The City and County of Denver has reached a proposed settlement with the attorneys representing Denver’s homeless population in a class-action lawsuit over the alleged violation of due process rights in enforcing the city’s camping ban implemented by Mayor Michael Hancock.
“Addressing the impacts of homelessness in our community is one of the most challenging issues that we face as a city,” said city attorney Kristin Bronson in a news conference. “And the question that we at the city ask ourselves continually is, ‘Are we doing enough for those who have the least in our community?’”
Some terms laid out in the settlement include commitments to advisory group meetings between city officials, homeless people and their representatives to share feedback on city programs. The city has also agreed to provide advance notice of regular cleanups when possible, as well as resources such as public restrooms and storage lockers.

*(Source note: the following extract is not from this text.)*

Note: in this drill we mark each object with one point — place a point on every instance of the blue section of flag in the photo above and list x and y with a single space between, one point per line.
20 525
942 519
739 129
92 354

Lyall et al v. Denver had a trial scheduled to begin March 29. The lawsuit has alleged a handful of sweeps of homeless encampments around Denver conducted by law enforcement beginning late in 2015, which were conducted to enforce the Denver unauthorized camping ban, violated the plaintiffs’ Fourth Amendment rights because their property was unlawfully seized and destroyed. The original complaint also alleged the sweeps violated the individuals’ 14th Amendment rights because law enforcement did not provide sufficient, or any, notice prior to seizing the property, and the plaintiffs were not granted due process to contest the seizures or given proper opportunities to retrieve their possessions.
Bronson said the Denver City Council still needs to approve some terms of the settlement.
Attorney Jason Flores-Williams and Killmer Lane & Newman’s Andy McNulty have represented Denver’s homeless population in the case. McNulty and Bronson told Law Week the settlement includes terms not possible had the case gone all the way through trial, such as resources the city has agreed to provide.
“We’re talking about public restrooms, we’re talking about trash cans, we’re talking about needle disposal boxes, a mobile health unit. None of that could have been achieved through trial,” McNulty said. “Through trial what we could’ve gotten is an order saying that the way [the city is] conducting these homeless sweeps is unconstitutional.” He explained the class of plaintiffs received a 23(b)(2) certification, meaning the class would have received only injunctive relief rather than monetary damages. According to a copy of the settlement, the individually named plaintiffs will receive $30,000 in damages.
Bronson said a hearing will take place to make sure the settlement terms are fair to the whole class of plaintiffs. Denver has also agreed to pay attorney fees, and Judge William Martinez will decide the reasonable amount.
“A lot of cities have experienced similar challenges that Denver has in, how do you balance the need to keep public spaces clean while dealing with personal belongings that are found along the way?” Bronson said. “What we’ve done here, I think, with this settlement is by opening a dialogue under the auspices of settling a lawsuit, we were able to identify adjustments or improvements to what we were already doing could have a really big impact.”